While the model training process tries to ensure that the learned model parameters are close to the minima of the objective function, the overall performance of a model also depends on the model's hyperparameters, which are model settings that aren't learned by the training algorithm. For example, the dimensionality of the learned node representation, num-hidden, is a hyperparameter that affects model performance. Therefore, it is common in machine learning to perform hyperparameter optimization (HPO) to choose the suitable hyperparameters.

Neptune ML uses a SageMaker hyperparameter tuning job to launch multiple instances of model training with different hyperparameter configurations to try to find the best model for a range of hyperparameters settings. See Customizing model hyperparameter configurations in Neptune ML.

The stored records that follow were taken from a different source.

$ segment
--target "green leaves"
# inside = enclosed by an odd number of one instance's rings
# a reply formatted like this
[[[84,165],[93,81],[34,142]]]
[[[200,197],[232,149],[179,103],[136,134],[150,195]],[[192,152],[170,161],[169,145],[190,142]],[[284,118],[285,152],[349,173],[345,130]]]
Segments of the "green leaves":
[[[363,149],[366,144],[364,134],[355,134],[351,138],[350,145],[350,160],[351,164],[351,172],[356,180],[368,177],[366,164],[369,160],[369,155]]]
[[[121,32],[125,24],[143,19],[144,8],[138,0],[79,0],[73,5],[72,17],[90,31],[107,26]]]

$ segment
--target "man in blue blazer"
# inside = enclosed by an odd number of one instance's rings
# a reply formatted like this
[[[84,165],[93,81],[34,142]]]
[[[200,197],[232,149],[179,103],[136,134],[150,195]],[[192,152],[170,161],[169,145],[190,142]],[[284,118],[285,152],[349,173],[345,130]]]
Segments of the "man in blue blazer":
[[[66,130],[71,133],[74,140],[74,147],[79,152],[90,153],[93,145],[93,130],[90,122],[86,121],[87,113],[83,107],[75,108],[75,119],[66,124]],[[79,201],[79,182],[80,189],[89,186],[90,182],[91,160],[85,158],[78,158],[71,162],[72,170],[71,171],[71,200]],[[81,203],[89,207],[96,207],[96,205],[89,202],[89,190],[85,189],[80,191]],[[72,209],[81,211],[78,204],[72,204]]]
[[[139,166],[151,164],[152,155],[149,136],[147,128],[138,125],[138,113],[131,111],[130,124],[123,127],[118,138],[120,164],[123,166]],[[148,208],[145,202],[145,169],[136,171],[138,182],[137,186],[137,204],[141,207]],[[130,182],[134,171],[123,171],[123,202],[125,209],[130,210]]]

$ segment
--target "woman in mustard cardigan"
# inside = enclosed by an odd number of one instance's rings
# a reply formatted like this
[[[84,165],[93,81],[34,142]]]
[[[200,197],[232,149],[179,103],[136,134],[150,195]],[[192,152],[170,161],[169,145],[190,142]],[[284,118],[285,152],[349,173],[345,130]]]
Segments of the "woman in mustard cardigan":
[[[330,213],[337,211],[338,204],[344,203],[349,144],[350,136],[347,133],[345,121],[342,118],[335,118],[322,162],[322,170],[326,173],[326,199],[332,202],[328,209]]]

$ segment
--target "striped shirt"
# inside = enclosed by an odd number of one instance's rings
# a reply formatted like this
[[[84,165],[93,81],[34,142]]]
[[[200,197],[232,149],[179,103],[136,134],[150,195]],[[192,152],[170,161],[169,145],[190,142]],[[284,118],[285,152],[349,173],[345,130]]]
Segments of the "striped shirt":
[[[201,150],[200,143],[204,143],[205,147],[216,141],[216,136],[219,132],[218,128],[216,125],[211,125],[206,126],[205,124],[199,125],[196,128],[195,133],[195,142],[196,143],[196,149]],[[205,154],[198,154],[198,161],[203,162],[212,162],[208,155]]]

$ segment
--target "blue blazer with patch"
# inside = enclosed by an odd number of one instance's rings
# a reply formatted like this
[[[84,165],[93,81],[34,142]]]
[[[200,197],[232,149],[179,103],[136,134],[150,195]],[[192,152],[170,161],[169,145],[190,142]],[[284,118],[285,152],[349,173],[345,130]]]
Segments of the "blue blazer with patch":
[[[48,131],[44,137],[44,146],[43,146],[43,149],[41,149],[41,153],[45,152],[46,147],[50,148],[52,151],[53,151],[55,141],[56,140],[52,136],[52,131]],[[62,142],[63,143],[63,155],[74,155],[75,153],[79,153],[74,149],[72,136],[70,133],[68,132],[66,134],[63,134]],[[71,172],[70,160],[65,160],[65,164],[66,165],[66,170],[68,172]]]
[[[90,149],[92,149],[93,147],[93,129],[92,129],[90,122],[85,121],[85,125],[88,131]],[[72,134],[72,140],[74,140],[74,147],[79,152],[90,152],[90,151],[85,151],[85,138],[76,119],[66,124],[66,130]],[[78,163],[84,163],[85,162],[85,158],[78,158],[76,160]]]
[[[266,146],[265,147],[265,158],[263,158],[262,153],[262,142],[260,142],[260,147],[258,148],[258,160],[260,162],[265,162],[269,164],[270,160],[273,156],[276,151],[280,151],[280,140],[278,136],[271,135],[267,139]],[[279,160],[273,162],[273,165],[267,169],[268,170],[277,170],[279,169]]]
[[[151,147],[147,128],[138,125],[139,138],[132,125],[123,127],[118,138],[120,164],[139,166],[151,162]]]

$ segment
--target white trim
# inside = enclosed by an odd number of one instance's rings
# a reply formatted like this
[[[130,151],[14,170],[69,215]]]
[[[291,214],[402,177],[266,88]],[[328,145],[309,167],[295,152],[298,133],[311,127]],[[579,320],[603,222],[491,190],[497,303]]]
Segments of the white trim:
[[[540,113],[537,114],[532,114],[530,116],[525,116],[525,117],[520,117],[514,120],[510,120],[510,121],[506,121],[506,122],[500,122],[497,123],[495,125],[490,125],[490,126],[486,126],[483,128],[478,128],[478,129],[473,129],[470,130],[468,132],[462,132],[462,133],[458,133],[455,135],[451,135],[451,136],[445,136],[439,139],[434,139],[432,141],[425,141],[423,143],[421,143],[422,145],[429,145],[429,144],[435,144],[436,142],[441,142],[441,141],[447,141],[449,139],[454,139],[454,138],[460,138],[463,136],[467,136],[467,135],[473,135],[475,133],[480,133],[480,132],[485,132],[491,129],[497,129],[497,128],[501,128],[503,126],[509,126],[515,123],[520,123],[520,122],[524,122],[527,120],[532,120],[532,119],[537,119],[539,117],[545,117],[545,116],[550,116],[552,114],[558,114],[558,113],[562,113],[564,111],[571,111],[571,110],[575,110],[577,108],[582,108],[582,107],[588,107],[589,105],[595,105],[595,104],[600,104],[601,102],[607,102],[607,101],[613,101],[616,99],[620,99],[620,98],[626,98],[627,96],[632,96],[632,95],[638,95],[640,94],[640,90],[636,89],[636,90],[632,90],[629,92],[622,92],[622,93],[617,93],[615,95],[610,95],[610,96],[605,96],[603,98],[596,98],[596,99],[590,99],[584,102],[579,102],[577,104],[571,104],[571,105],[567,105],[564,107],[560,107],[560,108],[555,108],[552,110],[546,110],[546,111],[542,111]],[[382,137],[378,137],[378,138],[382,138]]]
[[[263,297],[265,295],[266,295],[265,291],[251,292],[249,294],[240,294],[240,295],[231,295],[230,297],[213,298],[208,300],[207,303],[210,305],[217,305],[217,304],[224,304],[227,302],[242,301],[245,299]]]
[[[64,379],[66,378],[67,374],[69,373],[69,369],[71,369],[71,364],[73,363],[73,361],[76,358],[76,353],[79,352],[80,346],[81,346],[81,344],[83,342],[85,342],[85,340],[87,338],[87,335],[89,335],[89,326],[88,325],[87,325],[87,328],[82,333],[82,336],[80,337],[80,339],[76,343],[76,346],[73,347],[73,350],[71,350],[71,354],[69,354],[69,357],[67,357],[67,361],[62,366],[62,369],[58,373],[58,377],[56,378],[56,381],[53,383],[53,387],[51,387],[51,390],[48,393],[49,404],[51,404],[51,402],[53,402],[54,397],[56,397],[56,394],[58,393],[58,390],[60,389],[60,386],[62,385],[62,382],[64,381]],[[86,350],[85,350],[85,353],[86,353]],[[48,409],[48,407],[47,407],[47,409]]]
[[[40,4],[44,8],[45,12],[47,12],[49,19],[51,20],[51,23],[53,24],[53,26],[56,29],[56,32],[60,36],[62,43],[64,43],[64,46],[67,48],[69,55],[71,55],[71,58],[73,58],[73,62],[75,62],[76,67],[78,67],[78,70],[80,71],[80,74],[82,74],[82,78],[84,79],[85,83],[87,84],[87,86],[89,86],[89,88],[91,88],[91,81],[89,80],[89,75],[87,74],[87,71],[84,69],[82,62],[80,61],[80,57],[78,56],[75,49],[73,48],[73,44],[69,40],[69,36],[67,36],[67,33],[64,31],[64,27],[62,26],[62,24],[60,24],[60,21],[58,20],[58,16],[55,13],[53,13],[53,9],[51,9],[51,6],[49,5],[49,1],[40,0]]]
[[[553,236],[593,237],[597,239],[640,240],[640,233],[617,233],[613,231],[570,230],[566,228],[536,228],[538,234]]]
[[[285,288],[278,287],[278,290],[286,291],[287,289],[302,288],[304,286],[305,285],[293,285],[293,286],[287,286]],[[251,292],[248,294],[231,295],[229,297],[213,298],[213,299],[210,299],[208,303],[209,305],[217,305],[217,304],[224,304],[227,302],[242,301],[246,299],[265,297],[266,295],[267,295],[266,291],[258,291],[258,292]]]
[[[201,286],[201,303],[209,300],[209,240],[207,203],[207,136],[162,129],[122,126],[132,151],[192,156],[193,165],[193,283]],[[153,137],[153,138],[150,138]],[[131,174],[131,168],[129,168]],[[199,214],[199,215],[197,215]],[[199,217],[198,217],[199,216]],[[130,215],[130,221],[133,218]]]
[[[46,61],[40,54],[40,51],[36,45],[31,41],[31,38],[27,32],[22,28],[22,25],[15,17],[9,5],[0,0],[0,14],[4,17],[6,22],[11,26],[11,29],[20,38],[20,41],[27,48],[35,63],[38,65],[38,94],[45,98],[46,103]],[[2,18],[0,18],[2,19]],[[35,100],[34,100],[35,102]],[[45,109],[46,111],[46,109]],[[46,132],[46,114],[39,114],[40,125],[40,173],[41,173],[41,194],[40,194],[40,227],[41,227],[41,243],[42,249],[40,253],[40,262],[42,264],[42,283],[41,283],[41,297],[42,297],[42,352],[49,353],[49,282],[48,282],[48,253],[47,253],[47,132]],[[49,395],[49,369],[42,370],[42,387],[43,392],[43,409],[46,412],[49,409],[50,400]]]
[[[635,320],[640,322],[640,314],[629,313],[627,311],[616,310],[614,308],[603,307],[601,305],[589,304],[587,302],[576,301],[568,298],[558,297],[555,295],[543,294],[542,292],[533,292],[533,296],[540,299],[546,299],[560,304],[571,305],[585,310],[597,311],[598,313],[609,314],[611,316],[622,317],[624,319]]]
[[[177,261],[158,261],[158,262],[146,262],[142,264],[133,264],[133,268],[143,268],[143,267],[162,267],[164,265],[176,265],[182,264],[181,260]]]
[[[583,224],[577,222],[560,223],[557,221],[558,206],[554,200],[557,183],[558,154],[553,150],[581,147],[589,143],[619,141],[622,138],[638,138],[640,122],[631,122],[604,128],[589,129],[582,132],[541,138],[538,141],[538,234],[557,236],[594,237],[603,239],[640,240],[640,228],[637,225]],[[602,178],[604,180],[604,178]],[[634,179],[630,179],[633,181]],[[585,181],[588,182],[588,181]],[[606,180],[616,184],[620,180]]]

Knowledge graph embedding models in Neptune ML

Knowledge graphs (KGs) are graphs that encode information about different entities (nodes) and their relations (edges). In Neptune ML, knowledge graph embedding models are applied by default for performing link prediction when the graph does not contain node properties, only relations with other nodes. Although, R-GCN models with learnable embeddings can also be used for these graphs by specifying the model type as "rgcn", knowledge graph embedding models are simpler and are designed to be effective for learning representations for large scale knowledge graphs.

Knowledge graph embedding models are used in a link prediction task to predict the nodes or relations that complete a triple (h, r, t) where h is the source node, r is the relation type and t is the destination node.

The knowledge graph embedding models implemented in Neptune ML are distmult, transE, and rotatE. To learn more about knowledge graph embedding models, see DGL-KE.

Training custom models in Neptune ML

Neptune ML lets you define and implement custom models of your own, for particular scenarios. See Custom models in Neptune ML for information about how to implement a custom model and how to use Neptune ML infrastructure to train it.